The city's most famous art export, the Mormon Tabernacle Choir, reflects the Mormon tradition for group participation in the arts, starting with family sings. The church's other arts activities provide a more-than-adequate breeding ground for Utah's performing troupes.

After World War II, however, the state took over the patron role, providing an indirect subsidy to performers by sponsoring tours of arts groups among Utah schools. Last year, for instance, nearly $600,000 in government money went for statewide performances of the Utah Symphony, Ballet West, and the Utah Opera. While that sum is the highest ever, its porportion of the budget for these groups has fallen from nearly 100 percent to less than 5 percent. Much of the money now comes from gentle arm-twisting among business leaders. Still, the state ranks in the top 10 in the nation in spending on arts per capita.

Next to Brigham Young, conductor Maurice Abravanel stands out as the kingpin for Salt Lake arts. Starting in the late 1940s, he has led the Utah Symphony from little-noticed concerts in the Mormon Tabernacle to the world-touring group it is today. The orchestra's new home in a $16 million arts complex (paid for mainly with state funds and a bond issue) anchors its future firmly.
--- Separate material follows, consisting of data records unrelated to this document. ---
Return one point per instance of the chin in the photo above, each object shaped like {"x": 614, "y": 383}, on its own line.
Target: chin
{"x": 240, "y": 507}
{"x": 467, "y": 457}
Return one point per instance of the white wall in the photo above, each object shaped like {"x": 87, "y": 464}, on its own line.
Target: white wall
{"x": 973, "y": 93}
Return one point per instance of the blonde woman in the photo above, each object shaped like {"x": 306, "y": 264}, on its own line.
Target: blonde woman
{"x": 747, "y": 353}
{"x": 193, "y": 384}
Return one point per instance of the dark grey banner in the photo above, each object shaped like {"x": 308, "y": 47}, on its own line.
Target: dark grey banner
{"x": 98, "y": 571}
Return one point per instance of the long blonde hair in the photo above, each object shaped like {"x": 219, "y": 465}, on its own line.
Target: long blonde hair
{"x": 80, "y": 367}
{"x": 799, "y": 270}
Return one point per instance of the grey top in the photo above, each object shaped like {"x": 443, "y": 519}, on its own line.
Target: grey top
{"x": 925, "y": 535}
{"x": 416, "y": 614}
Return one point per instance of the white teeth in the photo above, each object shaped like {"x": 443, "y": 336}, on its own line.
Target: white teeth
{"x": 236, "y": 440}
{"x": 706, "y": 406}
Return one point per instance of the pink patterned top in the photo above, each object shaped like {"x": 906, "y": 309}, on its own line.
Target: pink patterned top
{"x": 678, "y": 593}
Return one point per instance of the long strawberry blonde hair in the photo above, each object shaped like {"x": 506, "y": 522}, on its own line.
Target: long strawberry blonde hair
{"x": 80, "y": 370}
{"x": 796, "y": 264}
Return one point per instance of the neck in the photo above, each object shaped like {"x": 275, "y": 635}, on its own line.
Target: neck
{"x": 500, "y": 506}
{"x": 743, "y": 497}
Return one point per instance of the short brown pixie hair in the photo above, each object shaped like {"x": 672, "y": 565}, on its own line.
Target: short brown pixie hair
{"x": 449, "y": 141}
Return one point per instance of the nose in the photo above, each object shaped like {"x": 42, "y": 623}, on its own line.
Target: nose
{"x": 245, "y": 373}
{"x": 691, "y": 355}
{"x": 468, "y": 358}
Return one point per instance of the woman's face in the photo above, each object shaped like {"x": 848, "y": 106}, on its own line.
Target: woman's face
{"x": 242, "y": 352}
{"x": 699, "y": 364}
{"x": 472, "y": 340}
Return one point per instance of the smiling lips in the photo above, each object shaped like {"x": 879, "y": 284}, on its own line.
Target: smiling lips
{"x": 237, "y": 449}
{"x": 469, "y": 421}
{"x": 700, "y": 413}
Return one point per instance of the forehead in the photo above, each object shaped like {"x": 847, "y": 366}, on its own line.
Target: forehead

Outside professionals, such as Mr. Abravanel, might not have stayed to upgrade the city's art institutions without the extra income and creative outlet of teaching positions offered by the University of Utah. The school also serves as another feeder for talent, including a unique four-year curriculum for training professional ballet dancers.

Salt Lake's art scene has gone beyond the level of pride to regular export of sohpisticated performers. But just so it never forgets its roots, the city turns out a sizable audience for a special show every summer: The church-backed Promise Valley Playhouse performs a reenactment of the Mormon trek across the plains in the 1840s.